The lawyer wants the police officers involved in the operation prosecuted. The family has threatened to institute private prosecution for murder against the IG and the officer who pulled the trigger.

“We have put you on firm notice that it will be a gross mistake on your part if you doubt or misjudge our resolve and determination to see through our demand and threat to sue,” says the lawyer.

Shah was, according to the family, a successful businessman who was a director of Bobmil Group of Companies that incorporates Bloomingdale Roses, both reputable firms in Kenya.

Chances are that any Kenyan or East African who has used a foam mattress, secured their homes with Viro locks, or bought vehicle spare parts from Express Spares Limited has interacted with Bobmil, where Shah was destined to be the heir after his parents since he was the only son.

The Bobmil group of companies comprises a number of businesses operating in various market segments/industries including manufacturing, trading, and property development and management.

Bobmil Industries Limited, Viro Locks (K) Limited, Express Spares Limited, and Sports Road Properties Limited - residential property development and management - are some of the companies owned by the family.

“He was a dashing young man full of life, zest, energy, and ambition. He was newly married and had a five-and-a-half-month-old baby boy,” adds the letter.

The lawyer explains that the shooting was captured on CCTV cameras in the compound, which showed a convoy of police cars arriving from the direction of Westgate Mall led by an armoured personnel carrier (APC).

The other cars blocked the road from both directions while the APC smashed the gate, bringing it down into the compound.

A guard on duty was severely injured.

Heavily armed police officers took positions in the compound as others started to destroy security lights, waking up Shah, who opened the window of his bedroom on the first floor.

He was felled by a single shot from a marksman.

The family called an ambulance that arrived in minutes, only to be denied entry for several minutes.

The officers, realising that they had the wrong target, disabled the CCTVs and vacated the compound, leaving Shah lying on the floor.

According to the family, no police officer has ever gone back to the family to take their statements as part of investigations into the killing in spite of having owned up and apologising.
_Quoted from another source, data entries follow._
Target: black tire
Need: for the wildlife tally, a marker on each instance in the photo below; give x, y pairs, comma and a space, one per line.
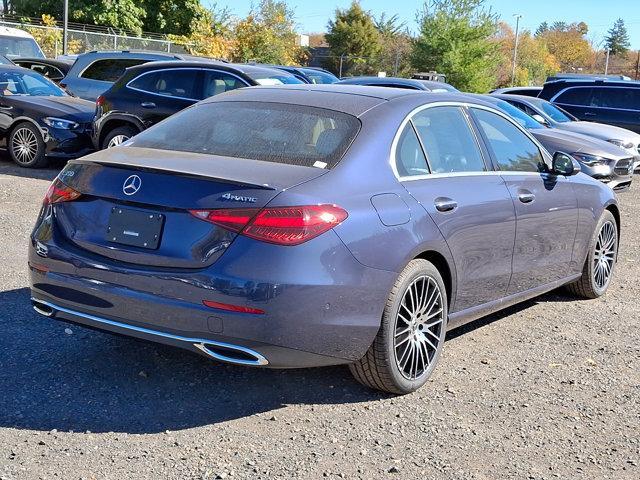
125, 132
26, 146
381, 368
588, 285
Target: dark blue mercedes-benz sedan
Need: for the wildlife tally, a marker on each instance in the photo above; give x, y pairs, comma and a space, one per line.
300, 226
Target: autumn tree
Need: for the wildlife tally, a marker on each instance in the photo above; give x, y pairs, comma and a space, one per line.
456, 38
267, 35
534, 62
617, 39
568, 45
352, 35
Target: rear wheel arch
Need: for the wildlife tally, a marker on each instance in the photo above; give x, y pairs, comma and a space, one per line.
111, 125
442, 264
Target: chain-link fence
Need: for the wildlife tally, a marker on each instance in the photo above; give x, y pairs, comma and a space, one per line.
82, 40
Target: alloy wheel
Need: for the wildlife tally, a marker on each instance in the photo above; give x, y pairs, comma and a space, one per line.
419, 327
117, 140
605, 254
24, 145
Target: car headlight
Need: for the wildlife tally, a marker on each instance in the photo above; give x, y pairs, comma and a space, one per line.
54, 122
589, 160
621, 143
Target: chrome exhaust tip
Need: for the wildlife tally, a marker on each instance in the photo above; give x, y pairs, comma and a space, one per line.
234, 354
42, 308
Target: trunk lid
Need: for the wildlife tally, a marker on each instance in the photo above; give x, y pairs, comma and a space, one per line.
130, 195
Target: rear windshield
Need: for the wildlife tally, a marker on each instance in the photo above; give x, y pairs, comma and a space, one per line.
271, 132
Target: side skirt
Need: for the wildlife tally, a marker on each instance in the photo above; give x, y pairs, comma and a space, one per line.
463, 317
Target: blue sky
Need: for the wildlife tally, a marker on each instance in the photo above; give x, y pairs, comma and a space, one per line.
312, 16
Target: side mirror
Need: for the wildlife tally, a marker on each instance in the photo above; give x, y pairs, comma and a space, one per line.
540, 119
564, 164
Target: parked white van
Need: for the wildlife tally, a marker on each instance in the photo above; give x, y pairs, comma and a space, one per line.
18, 43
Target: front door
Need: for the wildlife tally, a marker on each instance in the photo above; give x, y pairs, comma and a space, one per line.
545, 205
440, 163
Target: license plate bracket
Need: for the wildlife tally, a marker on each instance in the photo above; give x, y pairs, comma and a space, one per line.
135, 228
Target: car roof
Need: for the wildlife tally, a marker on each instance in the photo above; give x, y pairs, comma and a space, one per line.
351, 99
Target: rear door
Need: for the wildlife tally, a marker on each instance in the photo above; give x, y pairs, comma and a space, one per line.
545, 204
440, 162
161, 93
617, 106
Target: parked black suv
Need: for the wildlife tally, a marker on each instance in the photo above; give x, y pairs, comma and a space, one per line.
151, 92
615, 102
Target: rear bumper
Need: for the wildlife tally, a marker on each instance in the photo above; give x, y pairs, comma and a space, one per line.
322, 311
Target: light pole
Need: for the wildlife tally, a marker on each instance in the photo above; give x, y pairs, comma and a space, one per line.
65, 21
515, 50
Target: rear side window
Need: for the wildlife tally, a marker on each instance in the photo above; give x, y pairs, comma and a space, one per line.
179, 83
448, 141
610, 97
511, 148
271, 132
216, 82
575, 96
110, 69
410, 159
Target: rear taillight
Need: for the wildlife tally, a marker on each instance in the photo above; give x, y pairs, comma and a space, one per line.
59, 192
280, 225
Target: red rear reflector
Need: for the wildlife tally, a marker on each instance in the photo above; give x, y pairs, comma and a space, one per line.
232, 308
59, 192
279, 225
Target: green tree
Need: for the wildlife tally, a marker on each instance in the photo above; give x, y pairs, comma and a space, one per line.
617, 39
267, 35
126, 15
352, 35
456, 38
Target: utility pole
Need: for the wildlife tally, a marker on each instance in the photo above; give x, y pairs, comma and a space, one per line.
65, 21
515, 50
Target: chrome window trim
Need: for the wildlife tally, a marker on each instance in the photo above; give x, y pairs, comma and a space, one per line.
201, 69
553, 99
407, 119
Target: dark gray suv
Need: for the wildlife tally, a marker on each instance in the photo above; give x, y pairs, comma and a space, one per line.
94, 72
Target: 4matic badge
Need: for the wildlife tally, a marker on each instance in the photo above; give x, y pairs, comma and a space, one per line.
230, 197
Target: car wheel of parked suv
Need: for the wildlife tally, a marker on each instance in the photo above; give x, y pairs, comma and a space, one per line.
601, 260
410, 339
117, 136
26, 146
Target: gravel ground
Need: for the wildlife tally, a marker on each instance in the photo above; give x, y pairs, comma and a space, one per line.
549, 389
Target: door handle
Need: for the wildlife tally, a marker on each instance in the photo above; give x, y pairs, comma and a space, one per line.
526, 197
444, 204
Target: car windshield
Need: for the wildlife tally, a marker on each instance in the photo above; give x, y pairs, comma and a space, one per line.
23, 83
19, 47
269, 78
519, 116
556, 113
271, 132
319, 77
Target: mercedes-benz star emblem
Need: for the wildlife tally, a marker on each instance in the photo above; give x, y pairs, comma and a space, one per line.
131, 185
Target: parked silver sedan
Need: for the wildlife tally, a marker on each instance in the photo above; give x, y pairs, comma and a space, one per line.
553, 116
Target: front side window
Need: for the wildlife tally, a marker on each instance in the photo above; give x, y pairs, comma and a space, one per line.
410, 159
611, 97
110, 69
448, 140
181, 83
575, 96
270, 132
511, 148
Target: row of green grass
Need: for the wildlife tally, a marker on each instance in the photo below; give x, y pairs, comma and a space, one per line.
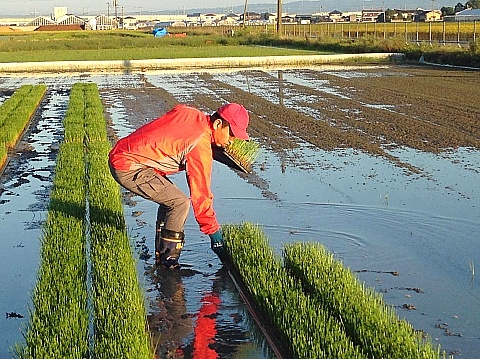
110, 45
318, 307
15, 114
87, 302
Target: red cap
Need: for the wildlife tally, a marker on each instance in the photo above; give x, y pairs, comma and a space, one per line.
237, 117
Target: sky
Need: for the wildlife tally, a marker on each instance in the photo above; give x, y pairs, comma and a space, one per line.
80, 7
32, 8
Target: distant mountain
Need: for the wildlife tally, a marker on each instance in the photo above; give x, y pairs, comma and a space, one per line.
310, 7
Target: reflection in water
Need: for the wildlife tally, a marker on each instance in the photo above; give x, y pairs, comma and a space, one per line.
219, 328
280, 87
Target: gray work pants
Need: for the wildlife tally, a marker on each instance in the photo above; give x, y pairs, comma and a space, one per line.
173, 204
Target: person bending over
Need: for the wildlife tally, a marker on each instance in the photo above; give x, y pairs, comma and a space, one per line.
180, 140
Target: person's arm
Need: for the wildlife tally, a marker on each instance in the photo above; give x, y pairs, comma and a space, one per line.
199, 172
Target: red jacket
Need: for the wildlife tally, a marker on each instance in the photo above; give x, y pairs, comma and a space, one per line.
179, 140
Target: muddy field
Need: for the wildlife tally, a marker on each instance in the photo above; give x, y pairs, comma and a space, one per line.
379, 163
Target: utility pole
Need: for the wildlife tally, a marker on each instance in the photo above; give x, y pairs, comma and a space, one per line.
116, 16
279, 18
245, 14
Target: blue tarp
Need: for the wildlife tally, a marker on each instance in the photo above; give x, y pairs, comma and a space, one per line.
159, 32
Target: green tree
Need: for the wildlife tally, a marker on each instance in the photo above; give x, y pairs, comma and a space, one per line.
447, 10
459, 7
474, 4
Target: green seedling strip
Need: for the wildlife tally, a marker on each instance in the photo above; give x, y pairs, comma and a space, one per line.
87, 302
15, 114
316, 307
245, 152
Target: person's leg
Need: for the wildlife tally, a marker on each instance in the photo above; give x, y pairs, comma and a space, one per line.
173, 210
173, 203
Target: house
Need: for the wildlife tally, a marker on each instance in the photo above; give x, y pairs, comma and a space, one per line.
103, 22
229, 20
70, 20
402, 15
41, 21
303, 19
371, 15
468, 15
427, 15
129, 23
335, 16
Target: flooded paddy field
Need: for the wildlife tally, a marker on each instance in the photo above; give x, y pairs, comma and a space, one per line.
379, 163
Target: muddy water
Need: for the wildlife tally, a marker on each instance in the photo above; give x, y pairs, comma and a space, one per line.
24, 189
379, 163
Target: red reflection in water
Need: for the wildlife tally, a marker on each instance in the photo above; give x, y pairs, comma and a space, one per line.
205, 331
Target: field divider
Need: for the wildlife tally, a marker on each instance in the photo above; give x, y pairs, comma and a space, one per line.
191, 63
15, 115
315, 307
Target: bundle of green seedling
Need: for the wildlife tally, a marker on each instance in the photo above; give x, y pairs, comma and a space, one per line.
239, 154
87, 301
246, 152
16, 113
316, 305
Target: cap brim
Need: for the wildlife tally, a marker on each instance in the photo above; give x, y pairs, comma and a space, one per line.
240, 134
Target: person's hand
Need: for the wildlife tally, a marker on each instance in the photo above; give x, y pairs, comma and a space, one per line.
216, 243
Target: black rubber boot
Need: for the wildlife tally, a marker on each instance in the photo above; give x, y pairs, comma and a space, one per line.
158, 230
170, 246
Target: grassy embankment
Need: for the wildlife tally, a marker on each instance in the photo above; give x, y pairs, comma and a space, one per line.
87, 301
15, 114
118, 45
318, 307
253, 41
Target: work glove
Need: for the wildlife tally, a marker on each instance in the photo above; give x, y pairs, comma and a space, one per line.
216, 243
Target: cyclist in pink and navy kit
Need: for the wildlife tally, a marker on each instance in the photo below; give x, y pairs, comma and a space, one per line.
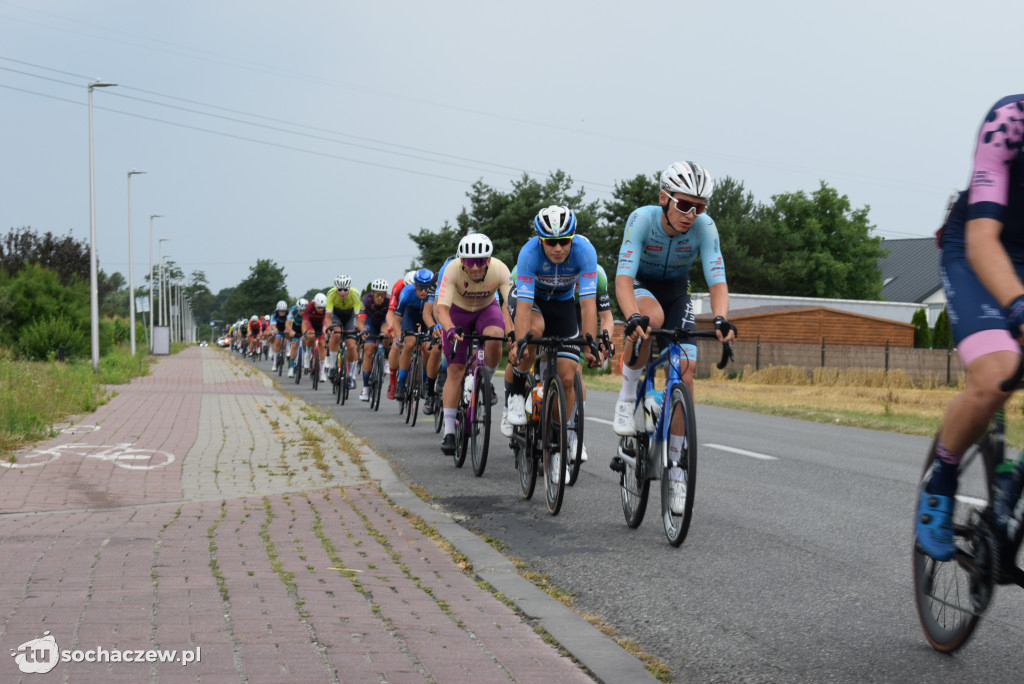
982, 245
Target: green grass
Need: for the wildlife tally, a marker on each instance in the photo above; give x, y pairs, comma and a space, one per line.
35, 395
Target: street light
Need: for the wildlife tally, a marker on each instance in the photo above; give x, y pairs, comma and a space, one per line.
160, 267
131, 266
93, 280
152, 216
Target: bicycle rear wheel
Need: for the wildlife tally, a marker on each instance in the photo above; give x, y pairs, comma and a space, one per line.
479, 428
554, 444
634, 487
681, 418
577, 430
952, 595
525, 460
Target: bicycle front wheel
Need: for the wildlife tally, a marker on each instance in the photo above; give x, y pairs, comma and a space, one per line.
634, 487
415, 383
677, 495
555, 444
952, 595
438, 401
479, 426
460, 436
576, 459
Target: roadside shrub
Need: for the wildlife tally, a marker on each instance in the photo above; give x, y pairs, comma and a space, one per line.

On Sunday, police spokesman Charles Owino said the investigation into the shooting had not been resolved and that an inquest file had been opened and placed before a magistrate.

“The procedure of such deaths is that an inquiry file is opened and placed before a magistrate, who will then determine if there will be someone to be indicted. The process is ongoing. In the meantime, you cannot stop any Kenyan who wants to seek justice in a court of law because that is their right and when that happens police, through the AG’s office, will respond,” Owino said.

Police spokesman

The day after the shooting, then police spokesman and now Director of Criminal Investigations George Kinoti said the service regretted the killing of Shah at his residence in Westlands during an anti-terror operation and promised to investigate the matter.

“We regret the unfortunate death and wish to assure the public that a thorough inquiry into the circumstances of the shooting has been instituted,” he said.

Kinoti said on October 21, at about 4 pm, information obtained by the police indicated that some unidentified individuals were plotting to stage multiple attacks in Nairobi using weapons that were kept in an unoccupied house along Peponi Road.

“Having evaluated the information, a quick check confirmed that there was indeed such a building along that physical address that was adjacent to other properties that were occupied."

Unoccupied property

In view of the real and imminent danger to public security, a further and thorough check at that unoccupied property became necessary and had to be done immediately, he added.

“Unfortunately, during the operation, officers involved came under fire from a balcony of a building. The unidentified person continued firing even after being cautioned, forcing the officers to respond. In the ensuing exchange of fire, the individual, who has been identified as Bunty Shah, was fatally injured.”